Consumer Neuroscience in the Public Interest Sector
Friday March 31 2017, 14:00
Over the last decade neuroscience research methodologies have been applied to address consumer marketing concerns in an increasingly broad fashion. Indeed, the field has come to the point where some aspects are becoming a standard deliverable in conventional ad-copy benchmark testing.
This type of research arms-race may be creating a more difficult competitive media environment for organizations that promote social cause marketing messages. In this presentation Michael Smith will focus on how NGOs and other organizations with similar objectives can also leverage neuroscience research methodologies to address their important social goals.
Data and case examples will be drawn from neuroscientific analyses of the dozens of public service campaigns and other market outreach efforts we have studied in the past several years. Methods we have employed in these studies include combinations of whole head EEG, eye tracking, biometrics, facial action coding, and self-report techniques.
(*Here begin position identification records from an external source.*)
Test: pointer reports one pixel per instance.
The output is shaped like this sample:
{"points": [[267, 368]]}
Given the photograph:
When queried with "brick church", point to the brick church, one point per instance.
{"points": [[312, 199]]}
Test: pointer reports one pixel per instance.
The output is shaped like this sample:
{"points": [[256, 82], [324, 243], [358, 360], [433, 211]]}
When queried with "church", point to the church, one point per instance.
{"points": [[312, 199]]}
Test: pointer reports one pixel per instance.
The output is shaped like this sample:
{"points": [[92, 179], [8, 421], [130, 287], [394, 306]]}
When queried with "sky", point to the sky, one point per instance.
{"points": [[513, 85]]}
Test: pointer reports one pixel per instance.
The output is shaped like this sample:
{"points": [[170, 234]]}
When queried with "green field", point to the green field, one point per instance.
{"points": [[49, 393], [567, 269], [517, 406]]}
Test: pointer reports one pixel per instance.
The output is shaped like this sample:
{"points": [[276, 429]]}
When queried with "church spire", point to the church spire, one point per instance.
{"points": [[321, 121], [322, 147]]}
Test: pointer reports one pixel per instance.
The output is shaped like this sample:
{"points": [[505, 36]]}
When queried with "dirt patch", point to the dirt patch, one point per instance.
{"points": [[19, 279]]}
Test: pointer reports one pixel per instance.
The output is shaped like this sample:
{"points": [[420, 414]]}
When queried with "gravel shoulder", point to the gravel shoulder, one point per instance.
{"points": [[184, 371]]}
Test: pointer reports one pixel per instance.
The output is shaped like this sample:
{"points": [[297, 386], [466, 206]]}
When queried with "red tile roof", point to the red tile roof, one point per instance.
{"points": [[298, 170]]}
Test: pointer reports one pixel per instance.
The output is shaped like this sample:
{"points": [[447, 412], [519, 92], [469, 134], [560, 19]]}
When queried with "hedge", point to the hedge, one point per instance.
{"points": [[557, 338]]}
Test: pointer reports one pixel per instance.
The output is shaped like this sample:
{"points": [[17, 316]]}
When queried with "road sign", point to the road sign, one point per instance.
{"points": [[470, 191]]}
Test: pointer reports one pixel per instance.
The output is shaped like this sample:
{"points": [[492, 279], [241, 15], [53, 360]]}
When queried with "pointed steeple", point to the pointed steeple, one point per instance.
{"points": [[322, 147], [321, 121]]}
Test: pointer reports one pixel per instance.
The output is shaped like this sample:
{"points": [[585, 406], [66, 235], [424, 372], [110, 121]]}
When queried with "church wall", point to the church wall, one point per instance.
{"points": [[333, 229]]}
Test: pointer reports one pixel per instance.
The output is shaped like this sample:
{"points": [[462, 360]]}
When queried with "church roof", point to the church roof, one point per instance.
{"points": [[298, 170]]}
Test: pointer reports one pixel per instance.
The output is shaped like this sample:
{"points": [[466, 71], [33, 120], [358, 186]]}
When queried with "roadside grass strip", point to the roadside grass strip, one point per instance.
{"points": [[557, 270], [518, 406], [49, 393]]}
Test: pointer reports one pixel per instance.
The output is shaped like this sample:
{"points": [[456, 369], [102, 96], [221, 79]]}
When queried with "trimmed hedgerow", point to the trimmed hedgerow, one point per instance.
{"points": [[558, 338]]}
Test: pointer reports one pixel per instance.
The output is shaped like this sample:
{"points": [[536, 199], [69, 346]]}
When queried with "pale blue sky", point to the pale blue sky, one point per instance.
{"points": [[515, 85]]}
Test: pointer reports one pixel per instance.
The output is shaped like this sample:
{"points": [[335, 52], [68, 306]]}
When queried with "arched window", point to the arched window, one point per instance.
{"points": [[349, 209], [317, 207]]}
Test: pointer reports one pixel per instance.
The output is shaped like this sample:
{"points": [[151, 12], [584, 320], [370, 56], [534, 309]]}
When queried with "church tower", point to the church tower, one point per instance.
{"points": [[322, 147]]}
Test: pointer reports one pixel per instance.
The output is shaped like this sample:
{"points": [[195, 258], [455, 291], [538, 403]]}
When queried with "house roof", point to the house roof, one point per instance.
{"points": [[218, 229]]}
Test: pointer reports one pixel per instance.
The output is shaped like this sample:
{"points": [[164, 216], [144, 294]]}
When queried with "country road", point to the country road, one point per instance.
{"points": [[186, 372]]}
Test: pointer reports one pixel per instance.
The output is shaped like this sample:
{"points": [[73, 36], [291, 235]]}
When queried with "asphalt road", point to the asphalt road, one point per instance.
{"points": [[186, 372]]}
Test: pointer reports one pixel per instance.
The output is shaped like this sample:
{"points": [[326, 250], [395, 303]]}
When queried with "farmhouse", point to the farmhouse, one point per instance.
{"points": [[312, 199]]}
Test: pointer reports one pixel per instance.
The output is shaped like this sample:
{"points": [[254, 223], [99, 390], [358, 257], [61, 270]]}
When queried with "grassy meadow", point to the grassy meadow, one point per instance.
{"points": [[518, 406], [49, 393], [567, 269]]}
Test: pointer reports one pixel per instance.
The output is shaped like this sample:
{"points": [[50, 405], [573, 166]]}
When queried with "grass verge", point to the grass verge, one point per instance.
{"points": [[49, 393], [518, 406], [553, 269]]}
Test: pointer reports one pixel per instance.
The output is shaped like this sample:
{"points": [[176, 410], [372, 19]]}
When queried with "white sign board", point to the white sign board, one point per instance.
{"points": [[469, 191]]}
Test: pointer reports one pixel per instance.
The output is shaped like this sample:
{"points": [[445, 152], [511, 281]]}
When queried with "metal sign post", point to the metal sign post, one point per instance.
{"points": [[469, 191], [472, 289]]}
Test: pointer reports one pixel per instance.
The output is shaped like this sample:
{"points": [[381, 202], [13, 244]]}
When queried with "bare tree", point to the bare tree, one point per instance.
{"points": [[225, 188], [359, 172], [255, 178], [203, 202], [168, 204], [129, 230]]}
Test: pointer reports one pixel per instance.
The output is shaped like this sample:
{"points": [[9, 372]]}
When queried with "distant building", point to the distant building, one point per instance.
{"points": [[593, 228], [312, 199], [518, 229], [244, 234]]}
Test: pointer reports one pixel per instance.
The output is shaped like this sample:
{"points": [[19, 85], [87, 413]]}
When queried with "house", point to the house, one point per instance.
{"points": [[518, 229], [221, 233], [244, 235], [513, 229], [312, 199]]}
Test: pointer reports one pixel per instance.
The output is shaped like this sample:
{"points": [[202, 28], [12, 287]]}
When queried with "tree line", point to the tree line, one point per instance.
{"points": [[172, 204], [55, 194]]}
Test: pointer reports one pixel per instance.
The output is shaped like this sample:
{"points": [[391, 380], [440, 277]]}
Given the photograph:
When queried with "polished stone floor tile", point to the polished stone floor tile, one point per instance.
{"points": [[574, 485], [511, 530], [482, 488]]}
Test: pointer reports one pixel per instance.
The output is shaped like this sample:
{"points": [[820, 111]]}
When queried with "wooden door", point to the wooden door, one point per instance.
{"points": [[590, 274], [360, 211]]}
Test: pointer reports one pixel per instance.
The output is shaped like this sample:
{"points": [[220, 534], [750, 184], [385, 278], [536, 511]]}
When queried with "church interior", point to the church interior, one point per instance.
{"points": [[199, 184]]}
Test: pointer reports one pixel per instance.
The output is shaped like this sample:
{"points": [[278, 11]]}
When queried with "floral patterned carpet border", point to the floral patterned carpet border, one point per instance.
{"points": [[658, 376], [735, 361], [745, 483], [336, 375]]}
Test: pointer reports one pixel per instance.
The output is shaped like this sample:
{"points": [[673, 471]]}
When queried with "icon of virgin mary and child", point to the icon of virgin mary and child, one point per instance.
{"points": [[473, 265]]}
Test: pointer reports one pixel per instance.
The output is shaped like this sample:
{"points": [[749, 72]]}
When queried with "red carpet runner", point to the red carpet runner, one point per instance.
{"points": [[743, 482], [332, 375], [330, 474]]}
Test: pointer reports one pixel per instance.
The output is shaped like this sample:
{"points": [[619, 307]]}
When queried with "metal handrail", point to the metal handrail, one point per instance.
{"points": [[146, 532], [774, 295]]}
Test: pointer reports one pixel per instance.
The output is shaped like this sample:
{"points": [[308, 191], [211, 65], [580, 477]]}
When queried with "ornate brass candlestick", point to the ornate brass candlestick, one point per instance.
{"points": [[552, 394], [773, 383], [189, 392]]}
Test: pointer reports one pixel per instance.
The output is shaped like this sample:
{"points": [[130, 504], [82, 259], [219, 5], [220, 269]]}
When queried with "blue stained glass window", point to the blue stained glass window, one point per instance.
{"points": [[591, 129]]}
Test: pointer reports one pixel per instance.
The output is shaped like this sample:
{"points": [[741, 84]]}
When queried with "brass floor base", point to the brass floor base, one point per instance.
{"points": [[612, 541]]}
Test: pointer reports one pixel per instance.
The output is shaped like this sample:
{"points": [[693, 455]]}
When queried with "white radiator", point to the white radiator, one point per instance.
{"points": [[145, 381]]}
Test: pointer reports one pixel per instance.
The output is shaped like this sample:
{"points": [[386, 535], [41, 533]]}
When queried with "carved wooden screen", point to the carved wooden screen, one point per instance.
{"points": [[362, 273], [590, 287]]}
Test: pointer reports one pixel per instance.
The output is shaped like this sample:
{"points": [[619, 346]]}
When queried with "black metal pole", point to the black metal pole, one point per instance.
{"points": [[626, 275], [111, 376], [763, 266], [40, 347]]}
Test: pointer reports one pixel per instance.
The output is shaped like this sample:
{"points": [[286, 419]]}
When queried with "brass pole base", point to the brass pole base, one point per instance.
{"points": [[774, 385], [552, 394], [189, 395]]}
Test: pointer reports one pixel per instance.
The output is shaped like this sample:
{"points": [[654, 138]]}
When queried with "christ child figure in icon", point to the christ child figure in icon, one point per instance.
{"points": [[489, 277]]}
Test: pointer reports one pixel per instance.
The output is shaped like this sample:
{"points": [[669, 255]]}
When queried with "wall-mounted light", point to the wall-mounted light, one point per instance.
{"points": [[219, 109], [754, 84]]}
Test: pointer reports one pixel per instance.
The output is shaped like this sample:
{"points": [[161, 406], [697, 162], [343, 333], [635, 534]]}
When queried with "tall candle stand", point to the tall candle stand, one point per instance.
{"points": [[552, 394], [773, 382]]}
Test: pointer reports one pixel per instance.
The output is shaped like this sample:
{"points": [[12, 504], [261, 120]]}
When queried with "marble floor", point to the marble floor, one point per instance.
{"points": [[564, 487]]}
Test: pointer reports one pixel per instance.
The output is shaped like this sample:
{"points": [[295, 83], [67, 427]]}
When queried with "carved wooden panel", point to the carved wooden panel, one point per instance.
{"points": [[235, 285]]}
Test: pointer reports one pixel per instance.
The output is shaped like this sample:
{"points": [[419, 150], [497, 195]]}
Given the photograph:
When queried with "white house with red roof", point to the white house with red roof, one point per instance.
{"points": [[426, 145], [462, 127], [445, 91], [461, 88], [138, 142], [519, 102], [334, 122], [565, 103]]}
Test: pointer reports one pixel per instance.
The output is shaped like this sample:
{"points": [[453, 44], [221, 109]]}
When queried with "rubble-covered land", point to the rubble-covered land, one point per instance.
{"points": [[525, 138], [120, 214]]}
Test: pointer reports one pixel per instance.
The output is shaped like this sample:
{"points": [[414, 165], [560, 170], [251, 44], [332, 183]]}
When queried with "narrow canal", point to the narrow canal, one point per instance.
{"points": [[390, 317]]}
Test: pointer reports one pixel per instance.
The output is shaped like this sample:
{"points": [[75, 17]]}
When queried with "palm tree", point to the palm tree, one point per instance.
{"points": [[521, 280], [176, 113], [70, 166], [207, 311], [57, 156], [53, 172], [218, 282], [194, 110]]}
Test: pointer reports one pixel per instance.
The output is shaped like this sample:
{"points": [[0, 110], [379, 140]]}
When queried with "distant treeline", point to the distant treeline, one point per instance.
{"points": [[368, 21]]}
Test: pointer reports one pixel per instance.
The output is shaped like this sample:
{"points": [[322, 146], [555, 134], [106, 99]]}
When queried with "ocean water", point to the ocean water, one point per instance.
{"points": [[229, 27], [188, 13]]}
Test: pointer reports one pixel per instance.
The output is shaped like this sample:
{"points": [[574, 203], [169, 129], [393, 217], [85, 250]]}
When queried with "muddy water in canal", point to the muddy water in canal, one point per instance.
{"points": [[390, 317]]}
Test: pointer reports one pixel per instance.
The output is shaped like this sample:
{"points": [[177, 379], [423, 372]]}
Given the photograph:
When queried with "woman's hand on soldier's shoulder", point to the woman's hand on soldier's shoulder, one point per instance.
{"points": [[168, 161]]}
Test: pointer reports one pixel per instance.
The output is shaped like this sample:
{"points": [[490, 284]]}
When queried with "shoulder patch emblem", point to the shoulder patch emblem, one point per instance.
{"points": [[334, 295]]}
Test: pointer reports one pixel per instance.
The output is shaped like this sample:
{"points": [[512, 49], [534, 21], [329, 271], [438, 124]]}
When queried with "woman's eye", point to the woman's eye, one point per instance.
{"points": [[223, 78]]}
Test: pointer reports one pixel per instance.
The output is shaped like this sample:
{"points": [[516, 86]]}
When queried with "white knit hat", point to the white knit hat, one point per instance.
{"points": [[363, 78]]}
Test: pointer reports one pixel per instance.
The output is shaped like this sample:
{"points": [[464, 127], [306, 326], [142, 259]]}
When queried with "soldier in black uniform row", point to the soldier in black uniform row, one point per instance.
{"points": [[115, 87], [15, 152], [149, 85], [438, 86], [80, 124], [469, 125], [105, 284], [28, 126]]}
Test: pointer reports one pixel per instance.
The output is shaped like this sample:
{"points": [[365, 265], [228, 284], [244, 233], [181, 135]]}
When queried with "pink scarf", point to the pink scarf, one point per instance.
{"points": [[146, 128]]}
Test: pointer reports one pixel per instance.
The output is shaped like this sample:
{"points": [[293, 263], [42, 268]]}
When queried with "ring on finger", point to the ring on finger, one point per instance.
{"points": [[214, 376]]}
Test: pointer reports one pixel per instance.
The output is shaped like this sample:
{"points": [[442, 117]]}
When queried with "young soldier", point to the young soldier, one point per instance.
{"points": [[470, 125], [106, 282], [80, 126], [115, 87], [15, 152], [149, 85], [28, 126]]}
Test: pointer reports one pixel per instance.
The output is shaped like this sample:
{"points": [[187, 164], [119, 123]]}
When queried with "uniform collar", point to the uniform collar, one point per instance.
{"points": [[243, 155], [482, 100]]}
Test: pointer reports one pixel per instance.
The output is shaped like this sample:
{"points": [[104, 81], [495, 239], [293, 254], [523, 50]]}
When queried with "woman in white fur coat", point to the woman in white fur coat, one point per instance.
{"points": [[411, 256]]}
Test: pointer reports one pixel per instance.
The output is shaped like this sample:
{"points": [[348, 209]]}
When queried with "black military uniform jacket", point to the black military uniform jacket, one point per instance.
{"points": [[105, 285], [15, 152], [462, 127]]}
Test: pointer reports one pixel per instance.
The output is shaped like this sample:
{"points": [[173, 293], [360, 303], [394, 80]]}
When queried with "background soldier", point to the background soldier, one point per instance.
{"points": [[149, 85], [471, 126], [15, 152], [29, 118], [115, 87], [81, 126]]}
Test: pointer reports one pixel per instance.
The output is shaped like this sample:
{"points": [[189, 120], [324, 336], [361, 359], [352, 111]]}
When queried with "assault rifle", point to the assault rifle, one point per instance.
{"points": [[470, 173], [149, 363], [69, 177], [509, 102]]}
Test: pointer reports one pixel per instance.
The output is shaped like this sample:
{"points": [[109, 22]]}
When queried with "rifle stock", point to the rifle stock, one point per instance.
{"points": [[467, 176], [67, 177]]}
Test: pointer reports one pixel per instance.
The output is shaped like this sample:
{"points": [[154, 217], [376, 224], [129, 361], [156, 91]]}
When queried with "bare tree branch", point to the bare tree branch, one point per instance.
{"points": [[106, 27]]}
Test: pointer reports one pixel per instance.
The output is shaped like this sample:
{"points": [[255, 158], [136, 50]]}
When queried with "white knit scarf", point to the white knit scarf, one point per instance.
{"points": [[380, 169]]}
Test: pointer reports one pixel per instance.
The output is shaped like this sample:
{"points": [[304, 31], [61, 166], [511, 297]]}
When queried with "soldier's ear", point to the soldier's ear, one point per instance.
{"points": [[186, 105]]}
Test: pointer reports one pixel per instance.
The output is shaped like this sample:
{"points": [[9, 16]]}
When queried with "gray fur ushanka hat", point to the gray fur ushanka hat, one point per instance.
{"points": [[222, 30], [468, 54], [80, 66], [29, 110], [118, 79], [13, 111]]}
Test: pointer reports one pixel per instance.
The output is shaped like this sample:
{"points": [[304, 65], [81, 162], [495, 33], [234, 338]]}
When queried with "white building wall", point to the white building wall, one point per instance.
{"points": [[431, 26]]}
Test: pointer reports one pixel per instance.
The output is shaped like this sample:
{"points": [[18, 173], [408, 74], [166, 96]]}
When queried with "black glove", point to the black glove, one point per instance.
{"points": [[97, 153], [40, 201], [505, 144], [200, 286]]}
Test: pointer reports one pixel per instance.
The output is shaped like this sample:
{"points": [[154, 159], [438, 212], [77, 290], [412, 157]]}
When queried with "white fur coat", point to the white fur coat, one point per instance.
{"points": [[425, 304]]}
Applications during the communication development process have been successfully accomplished both in the evaluation of early stage campaign positioning and to late stage copy editing.
Among other topics the campaigns to which we have applied such tools have sought to
i) improve environmental outcomes such as increasing recycling and reducing food waste
ii) increase awareness of important public health concerns such as stroke, diabetes, dementia, and learning disabilities
iii) enhance public safety by reducing gun violence and enhancing disaster preparedness, and
iv) address issues of poverty, hunger and social justice.
This presentation will also provide immediate utility to the audience by identifying best practices in social cause marketing that are emerging from this research program.
- How consumer neuroscience techniques can also be leveraged to improve the efforts of NGOs
- Examples from many studies helping a variety of nonprofit organizations better communicate their environmental, health, and social justice messages.